# Libraries

In [None]:
import numpy as np
import pandas as pd

pd.set_option('display.max_colwidth', None)
pd.set_option('display.max_rows', 999)

import matplotlib.pyplot as plt
import seaborn as sns

import itertools
import math

import h2o
from h2o.automl import H2OAutoML

# Load the data

In [None]:
train = pd.read_csv('../input/tabular-playground-series-jan-2022/train.csv')
train['date'] = pd.to_datetime(train.date)
print(train.info())
train.head()

In [None]:
test = pd.read_csv('../input/tabular-playground-series-jan-2022/test.csv')
test['date'] = pd.to_datetime(test.date)
print(test.info())
test.head()

In [None]:
holiday_df = pd.read_csv('../input/public-and-unofficial-holidays-nor-fin-swe-201519/holidays.csv')
print(holiday_df.info())
holiday_df.head()

In [None]:
gdp_df = pd.read_csv('../input/gdp-20152019-finland-norway-and-sweden/GDP_data_2015_to_2019_Finland_Norway_Sweden.csv')
print(gdp_df.info())
gdp_df.head()

In [None]:
weather_df = pd.read_csv('../input/finland-norway-and-sweden-weather-data-20152019/nordics_weather.csv')
weather_df['date'] = pd.to_datetime(weather_df.date)
print(weather_df.info())
weather_df.head()

# Competition Metric
https://www.kaggle.com/cpmpml/smape-weirdness

In [None]:
def SMAPE(y_true, y_pred):
    denominator = (y_true + np.abs(y_pred)) / 200.0
    diff = np.abs(y_true - y_pred) / denominator
    diff[denominator == 0] = 0.0
    return np.mean(diff)

# Summary

In [None]:
# sns.relplot(data=train, x='date', y='num_sold', row='country', col='store', hue='product',
#             aspect=3, height=2.5, kind='line')

# Baseline

In [None]:
h2o.init(min_mem_size="14G")

In [None]:
H_train = h2o.H2OFrame(train)
H_test = h2o.H2OFrame(test)

In [None]:
target = 'num_sold'

features = [f for f in train.columns if f != target]
features.remove('row_id')
features.remove('date')

from h2o.automl import H2OAutoML 

aml = H2OAutoML(max_runtime_secs = 120, 
                seed = 42,
                stopping_metric='MAE') 

aml.train(x=features,
          y=target,
          training_frame=H_train) 

lb = aml.leaderboard 
lb.head(5)

# Feature Engineering


## Weather
https://www.kaggle.com/adamwurdits/finland-norway-and-sweden-weather-data-20152019
https://www.kaggle.com/adamwurdits/tps-01-2022-weather-eda

In [None]:
print(train.shape, train.isna().sum().sum())
train = train.merge(weather_df, on=['country', 'date'], how='left')
print(train.shape, train.isna().sum().sum())

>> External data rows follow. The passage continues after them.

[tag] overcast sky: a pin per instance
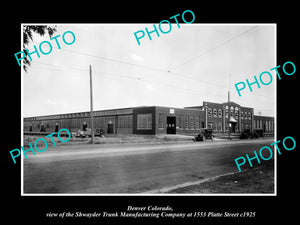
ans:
(185, 67)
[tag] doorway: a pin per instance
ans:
(110, 128)
(171, 125)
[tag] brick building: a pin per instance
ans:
(156, 120)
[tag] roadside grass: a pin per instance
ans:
(108, 139)
(254, 180)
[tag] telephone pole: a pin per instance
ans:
(229, 112)
(92, 113)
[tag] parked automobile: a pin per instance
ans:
(88, 133)
(247, 133)
(204, 134)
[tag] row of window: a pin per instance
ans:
(219, 113)
(266, 125)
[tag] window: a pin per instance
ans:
(209, 111)
(220, 112)
(161, 120)
(144, 121)
(180, 121)
(236, 114)
(125, 121)
(186, 123)
(249, 116)
(197, 123)
(191, 122)
(219, 126)
(214, 125)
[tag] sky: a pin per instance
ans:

print(test.shape, test.isna().sum().sum())
test = test.merge(weather_df, on=['country', 'date'], how='left')
print(test.shape, test.isna().sum().sum())

In [None]:
H_train = h2o.H2OFrame(train)
H_test = h2o.H2OFrame(test)

features = [f for f in train.columns if f != target]
features.remove('row_id')
features.remove('date')

aml = H2OAutoML(max_runtime_secs = 360, 
                seed = 42,
                stopping_metric='MAE') 

aml.train(x=features,
          y=target,
          training_frame=H_train) 

lb = aml.leaderboard 
lb.head(5)

## Holidays
https://www.kaggle.com/maxencefzr/tps-jan22-catboost-using-pycaret


In [None]:
# https://www.kaggle.com/maxencefzr/tps-jan22-catboost-using-pycaret
import dateutil.easter as easter

def holiday_features(holiday_df, df):
    
    fin_holiday = holiday_df.loc[holiday_df.country == 'Finland']
    swe_holiday = holiday_df.loc[holiday_df.country == 'Sweden']
    nor_holiday = holiday_df.loc[holiday_df.country == 'Norway']
    
    df['fin holiday'] = df.date.isin(fin_holiday.date).astype(int)
    df['swe holiday'] = df.date.isin(swe_holiday.date).astype(int)
    df['nor holiday'] = df.date.isin(nor_holiday.date).astype(int)
    
    df['holiday'] = np.zeros(df.shape[0]).astype(int)
    
    df.loc[df.country == 'Finland', 'holiday'] = df.loc[df.country == 'Finland', 'fin holiday']
    df.loc[df.country == 'Sweden', 'holiday'] = df.loc[df.country == 'Sweden', 'swe holiday']
    df.loc[df.country == 'Norway', 'holiday'] = df.loc[df.country == 'Norway', 'nor holiday']
    
    df.drop(['fin holiday', 'swe holiday', 'nor holiday'], axis=1, inplace=True)
    
    # Easter
    easter_date = df.date.apply(lambda date: pd.Timestamp(easter.easter(date.year)))
    df['days_from_easter'] = (df.date - easter_date).dt.days.clip(-5, 65)
    
    # Last Sunday of May (Mother's Day)
    sun_may_date = df.date.dt.year.map({
        2015: pd.Timestamp(('2015-5-31')),
        2016: pd.Timestamp(('2016-5-29')),
        2017: pd.Timestamp(('2017-5-28')),
        2018: pd.Timestamp(('2018-5-27')),
        2019: pd.Timestamp(('2019-5-26'))
    })
    #new_df['days_from_sun_may'] = (df.date - sun_may_date).dt.days.clip(-1, 9)
    
    # Last Wednesday of June
    wed_june_date = df.date.dt.year.map({
        2015: pd.Timestamp(('2015-06-24')),
        2016: pd.Timestamp(('2016-06-29')),
        2017: pd.Timestamp(('2017-06-28')),
        2018: pd.Timestamp(('2018-06-27')),
        2019: pd.Timestamp(('2019-06-26'))
    })
    df['days_from_wed_jun'] = (df.date - wed_june_date).dt.days.clip(-5, 5)
    
    # First Sunday of November (second Sunday is Father's Day)
    sun_nov_date = df.date.dt.year.map({
        2015: pd.Timestamp(('2015-11-1')),
        2016: pd.Timestamp(('2016-11-6')),
        2017: pd.Timestamp(('2017-11-5')),
        2018: pd.Timestamp(('2018-11-4')),
        2019: pd.Timestamp(('2019-11-3'))
    })
    df['days_from_sun_nov'] = (df.date - sun_nov_date).dt.days.clip(-1, 9)
    
    return df

print(train.shape, train.isna().sum().sum())
train = holiday_features(holiday_df, train)
print(train.shape, train.isna().sum().sum())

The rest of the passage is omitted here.